Norden Hans von Narnia - German Shepherd Dog

Please have a look.


----------



## 1sttimeforgsd (Jul 29, 2010)

Your Han's is a very very handsome boy, thanks for sharing him with us. :wub:


----------



## robk (Jun 16, 2011)

I know I've pm'd you before but I would like to say again that I really like the Narnia dogs that I've seen. I've also spoken to Robin Winters via email and she impressed me with the quality of her comments.

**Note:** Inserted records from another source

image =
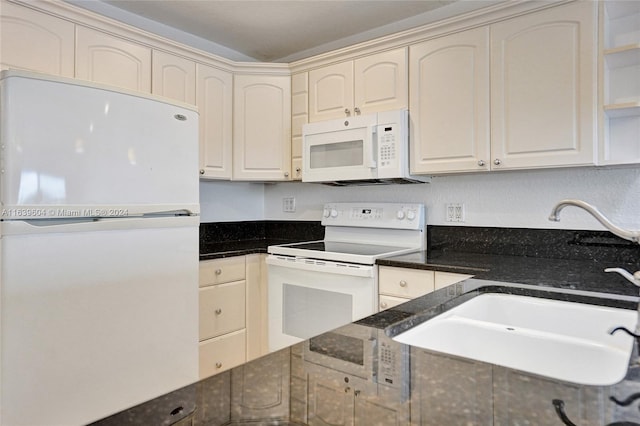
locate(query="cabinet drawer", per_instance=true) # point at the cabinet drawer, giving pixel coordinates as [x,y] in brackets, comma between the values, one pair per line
[402,282]
[222,353]
[387,302]
[219,271]
[222,309]
[443,279]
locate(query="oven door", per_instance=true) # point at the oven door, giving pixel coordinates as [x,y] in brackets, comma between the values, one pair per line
[332,153]
[308,297]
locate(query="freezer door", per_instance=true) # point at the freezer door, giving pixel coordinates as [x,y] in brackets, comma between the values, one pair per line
[97,319]
[74,149]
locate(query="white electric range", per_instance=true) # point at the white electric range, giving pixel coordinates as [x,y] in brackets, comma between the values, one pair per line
[317,286]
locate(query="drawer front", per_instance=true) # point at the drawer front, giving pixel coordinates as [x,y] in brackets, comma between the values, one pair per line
[222,353]
[220,271]
[443,279]
[403,282]
[387,302]
[222,309]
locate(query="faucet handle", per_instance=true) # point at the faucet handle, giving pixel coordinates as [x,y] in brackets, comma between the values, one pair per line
[635,278]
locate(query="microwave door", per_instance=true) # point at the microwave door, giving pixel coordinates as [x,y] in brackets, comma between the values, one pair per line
[340,155]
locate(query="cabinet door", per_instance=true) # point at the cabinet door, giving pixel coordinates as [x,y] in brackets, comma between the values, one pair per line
[111,60]
[543,88]
[381,82]
[173,77]
[299,117]
[215,103]
[221,309]
[262,128]
[331,92]
[35,41]
[449,78]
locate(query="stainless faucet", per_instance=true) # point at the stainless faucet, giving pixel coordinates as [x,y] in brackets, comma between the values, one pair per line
[620,232]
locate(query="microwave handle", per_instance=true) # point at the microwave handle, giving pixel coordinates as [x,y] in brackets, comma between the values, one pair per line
[373,147]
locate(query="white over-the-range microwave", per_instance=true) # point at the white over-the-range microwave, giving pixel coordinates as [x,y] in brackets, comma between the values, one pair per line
[364,149]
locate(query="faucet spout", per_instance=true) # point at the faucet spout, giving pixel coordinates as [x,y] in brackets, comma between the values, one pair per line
[616,230]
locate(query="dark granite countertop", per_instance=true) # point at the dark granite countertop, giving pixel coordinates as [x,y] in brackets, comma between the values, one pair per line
[285,387]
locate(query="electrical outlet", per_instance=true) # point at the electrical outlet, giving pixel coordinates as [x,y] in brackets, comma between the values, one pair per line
[454,212]
[288,204]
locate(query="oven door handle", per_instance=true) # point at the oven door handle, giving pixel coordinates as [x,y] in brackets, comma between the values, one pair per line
[325,266]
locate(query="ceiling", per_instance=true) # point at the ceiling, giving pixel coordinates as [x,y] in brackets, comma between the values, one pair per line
[284,31]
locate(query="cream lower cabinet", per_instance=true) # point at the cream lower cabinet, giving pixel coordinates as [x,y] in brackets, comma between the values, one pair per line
[35,41]
[533,77]
[399,285]
[222,304]
[262,127]
[369,84]
[232,311]
[115,61]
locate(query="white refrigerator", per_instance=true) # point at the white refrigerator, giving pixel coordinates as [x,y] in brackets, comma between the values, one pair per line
[98,249]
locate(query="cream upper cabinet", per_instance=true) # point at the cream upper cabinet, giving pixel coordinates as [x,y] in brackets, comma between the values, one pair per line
[531,77]
[373,83]
[450,128]
[173,77]
[262,127]
[215,104]
[111,60]
[35,41]
[299,117]
[543,88]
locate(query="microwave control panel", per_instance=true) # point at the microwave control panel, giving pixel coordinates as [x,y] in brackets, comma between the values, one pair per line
[387,137]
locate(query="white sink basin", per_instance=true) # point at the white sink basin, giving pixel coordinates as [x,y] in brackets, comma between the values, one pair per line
[564,340]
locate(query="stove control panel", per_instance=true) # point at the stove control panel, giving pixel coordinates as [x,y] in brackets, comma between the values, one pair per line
[375,215]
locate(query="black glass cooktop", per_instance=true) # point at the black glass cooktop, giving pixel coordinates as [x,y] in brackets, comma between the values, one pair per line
[346,248]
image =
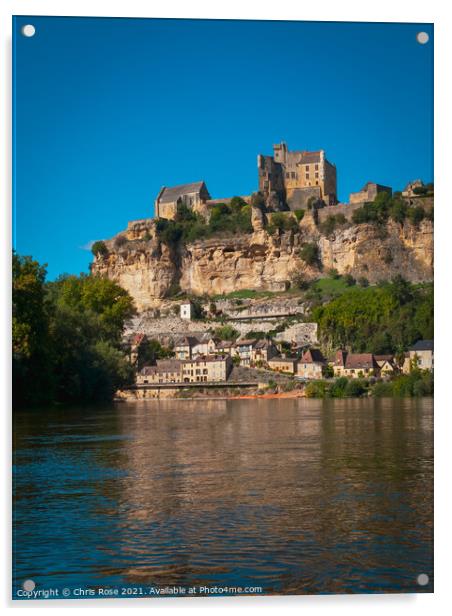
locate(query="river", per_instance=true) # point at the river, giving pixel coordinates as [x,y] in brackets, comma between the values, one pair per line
[292,496]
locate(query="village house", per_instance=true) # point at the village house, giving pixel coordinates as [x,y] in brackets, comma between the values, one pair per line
[207,368]
[183,347]
[311,364]
[369,192]
[225,347]
[386,364]
[283,364]
[420,355]
[165,371]
[243,348]
[170,199]
[355,365]
[262,351]
[186,311]
[410,188]
[206,345]
[136,342]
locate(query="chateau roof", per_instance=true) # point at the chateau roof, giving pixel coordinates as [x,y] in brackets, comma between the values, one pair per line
[313,356]
[310,157]
[422,345]
[169,194]
[360,360]
[187,341]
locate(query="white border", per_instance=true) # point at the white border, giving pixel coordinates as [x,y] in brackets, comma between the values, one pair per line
[328,10]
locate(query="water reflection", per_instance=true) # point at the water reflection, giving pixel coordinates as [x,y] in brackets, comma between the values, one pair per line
[294,495]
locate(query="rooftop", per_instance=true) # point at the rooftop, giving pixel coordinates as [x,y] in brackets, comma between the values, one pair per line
[170,194]
[422,345]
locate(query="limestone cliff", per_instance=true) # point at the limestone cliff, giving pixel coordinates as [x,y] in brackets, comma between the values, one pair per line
[151,271]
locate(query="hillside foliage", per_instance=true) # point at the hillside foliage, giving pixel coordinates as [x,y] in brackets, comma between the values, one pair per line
[377,319]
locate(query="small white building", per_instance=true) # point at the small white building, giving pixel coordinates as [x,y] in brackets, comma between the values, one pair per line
[186,311]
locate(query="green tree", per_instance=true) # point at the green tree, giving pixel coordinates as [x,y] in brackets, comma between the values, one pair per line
[309,253]
[99,248]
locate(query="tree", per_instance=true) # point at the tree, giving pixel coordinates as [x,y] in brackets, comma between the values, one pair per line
[32,381]
[99,248]
[226,332]
[309,253]
[67,337]
[149,351]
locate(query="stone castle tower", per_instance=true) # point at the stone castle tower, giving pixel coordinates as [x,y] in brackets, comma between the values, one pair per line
[296,177]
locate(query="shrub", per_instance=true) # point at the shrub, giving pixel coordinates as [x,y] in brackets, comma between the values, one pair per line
[416,214]
[226,332]
[356,388]
[120,241]
[299,214]
[309,253]
[299,282]
[99,248]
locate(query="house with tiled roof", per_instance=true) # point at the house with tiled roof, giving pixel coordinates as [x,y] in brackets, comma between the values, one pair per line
[355,365]
[420,355]
[170,198]
[311,364]
[283,364]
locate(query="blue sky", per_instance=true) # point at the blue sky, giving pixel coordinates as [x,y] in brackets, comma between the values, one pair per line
[106,111]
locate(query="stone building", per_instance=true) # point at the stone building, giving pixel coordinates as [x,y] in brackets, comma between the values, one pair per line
[206,368]
[409,190]
[297,177]
[355,365]
[165,371]
[311,364]
[262,351]
[283,364]
[368,193]
[170,199]
[419,355]
[186,310]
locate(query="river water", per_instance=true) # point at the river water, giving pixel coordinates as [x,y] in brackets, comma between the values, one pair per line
[293,496]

My friend has a dog that is very closely related to your Hans and he is an amazing dog in both structure and temperament.


----------



## lorihd (Nov 30, 2011)

very handsome boy, dont know much about pedigree


----------



## msvette2u (Mar 20, 2006)

He's so handsome! :wub:


----------



## Zeeva (Aug 10, 2010)

Handsomeness to the max!


----------



## Catu (Sep 6, 2007)

Gorgeous pup!

Where the prefix CKMU and SUCHN come from?


----------



## weberhaus (Jan 2, 2008)

CMKU is from the Czech republic 
Suchn is from Slovakia


----------



## weberhaus (Jan 2, 2008)

HPK is from Hungry.
very nice Czech pedigree. I love Dix he was a great dog. 
I like the pedigree if you are considering him for breeding do test for DM.

Nice boy


----------



## Sunflowers (Feb 17, 2012)

Thank you, Malinda! Finally a comment on the pedigree  Dix is very much still a great dog. 
Thank you all for the kind words.
MSvette, coming from you, that is quite a compliment, since you say you don't like the look of Czech lines. 

I need to post a new pic on the database, that one is old and he has gotten better looking, IMO.


----------



## Sunflowers (Feb 17, 2012)

weberhaus said:


> do test for DM.


I have been thinking about this. And worrying. How prevalent would DM be in his line?


----------



## robk (Jun 16, 2011)

I doubt anyone will be able to give you a direct answer to this question. If you are worried you should do the test.


----------



## Sunflowers (Feb 17, 2012)

Hmmmm... am I wrong to think I read here that the test can be unreliable? 

I guess I will ask the vet tomorrow when I go. Thanks.


----------



## robk (Jun 16, 2011)

I have heard that the test results can be unreliable. What else are you to do though?


----------